F.N.H. : Quelles sont les perspectives de la BMCI concernant la demande de financement dans le contexte des préparatifs pour la CAN 2025 et la Coupe du monde 2030, et comment la banque prévoit-elle d'accompagner les acteurs impliqués dans ces projets d'envergure ?
Z. S. : Tout d’abord, je tiens à souligner que le Maroc a en face de lui plusieurs chantiers, pas seulement la CAN 2025 ou la Coupe du monde 2030. Je reviendrai sur ces 2 échéances plus tard, mais je tiens à mentionner que le volet ESG revêt un caractère plus majeur et préoccupant selon nous, surtout compte tenu des engagements pris par le Royaume en termes de neutralité carbone, ou encore d’élévation sociale de sa population. Sur ce volet, notre accompagnement sera de premier ordre, et constitue la priorité première de notre stratégie. En effet, le Corporate banking de la BMCI a mis en place une roadmap ambitieuse, avec pour objectif de croître 2 fois plus vite nos encours de crédit ESG, que nos crédits classiques. C’est juste primordial pour accompagner la stratégie de transition énergétique et sociale de notre pays. Et sur ce volet, nos clients pourront bénéficier d’accompagnement de proximité, aussi bien en termes d’expertise qu’en termes de solutions de financements alternatives. Pour en revenir aux évènements sportifs, ils sont clairement un driver économique majeur. Toutes les banques auront un rôle à jouer, et chacun aura sa place. Il faut juste s’organiser en conséquence. Il faut garder à l’esprit que le montant de la facture globale nécessaire aux investissements autour de ces 2 évènements, ne pourra pas être financé totalement par le secteur bancaire. Il faudra l’accompagner d’autres mécanismes, notamment en provenance de l’étranger.

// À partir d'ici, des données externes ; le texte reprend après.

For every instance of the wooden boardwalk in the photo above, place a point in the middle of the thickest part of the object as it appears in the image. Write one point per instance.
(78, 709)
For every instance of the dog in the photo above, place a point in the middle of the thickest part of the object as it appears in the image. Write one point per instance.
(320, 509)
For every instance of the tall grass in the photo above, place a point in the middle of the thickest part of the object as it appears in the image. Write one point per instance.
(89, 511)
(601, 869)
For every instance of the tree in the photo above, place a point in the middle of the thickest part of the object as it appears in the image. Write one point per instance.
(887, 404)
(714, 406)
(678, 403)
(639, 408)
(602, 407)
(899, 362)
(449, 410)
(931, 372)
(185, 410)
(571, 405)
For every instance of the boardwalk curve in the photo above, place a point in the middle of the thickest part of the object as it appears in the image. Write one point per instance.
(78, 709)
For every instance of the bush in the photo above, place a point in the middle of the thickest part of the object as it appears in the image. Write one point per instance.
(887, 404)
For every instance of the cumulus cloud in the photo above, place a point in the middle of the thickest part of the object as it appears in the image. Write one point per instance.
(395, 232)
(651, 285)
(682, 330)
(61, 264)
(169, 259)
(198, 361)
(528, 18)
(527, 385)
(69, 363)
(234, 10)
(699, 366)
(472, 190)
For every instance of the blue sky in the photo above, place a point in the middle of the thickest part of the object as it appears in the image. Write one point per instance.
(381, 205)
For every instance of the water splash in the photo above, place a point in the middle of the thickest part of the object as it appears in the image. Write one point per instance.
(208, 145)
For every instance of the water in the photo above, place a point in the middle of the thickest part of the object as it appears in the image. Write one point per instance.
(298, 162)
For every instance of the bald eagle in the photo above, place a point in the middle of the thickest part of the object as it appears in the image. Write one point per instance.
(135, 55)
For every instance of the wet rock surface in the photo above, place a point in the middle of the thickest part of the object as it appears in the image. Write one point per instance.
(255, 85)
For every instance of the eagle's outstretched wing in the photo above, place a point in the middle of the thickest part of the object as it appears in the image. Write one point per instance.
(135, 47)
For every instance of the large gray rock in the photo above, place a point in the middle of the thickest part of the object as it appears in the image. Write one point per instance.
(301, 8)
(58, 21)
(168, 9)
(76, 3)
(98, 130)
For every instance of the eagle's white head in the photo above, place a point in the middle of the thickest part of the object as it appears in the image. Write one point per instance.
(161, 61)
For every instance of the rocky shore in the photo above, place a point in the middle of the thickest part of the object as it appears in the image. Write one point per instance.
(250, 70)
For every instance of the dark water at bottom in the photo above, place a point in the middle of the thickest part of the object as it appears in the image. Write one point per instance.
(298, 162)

L’organisation de ces évènements nécessitera des investissements colossaux en infrastructures (routes, aéroports, ferroviaire, hôtels...), mais également en énergies (eau, électricité via le photovoltaïque ou l’éolien). L’écosystème est donc massif, et il faudra accompagner intelligemment les acteurs inhérents. La bonne nouvelle, c’est que le groupe BNP Paribas est reconnu mondialement pour ses solutions de financement et pionner sur les sujets à impact positif, surtout lorsqu’il s’agit de grands projets. La BMCI compte bien s’appuyer dessus. Vous ne financez pas des trains ou un aéroport, comme vous financez une acquisition d’entreprise. Ce sont des structurations très pointues, devant faire appel à de l’ingénierie financière et combinant à la fois risque de change et risque de taux. Evidemment, ces projets draineront des milliers d’acteurs, aussi bien PME et grandes entreprises qui auront besoin d’accompagnement. Ici aussi, la BMCI viendra soutenir les entreprises via les mécanismes de financements d’équipements, financements immobiliers, la mise en place de ligne de cautions marchés et de solutions d’optimisation du Working capital.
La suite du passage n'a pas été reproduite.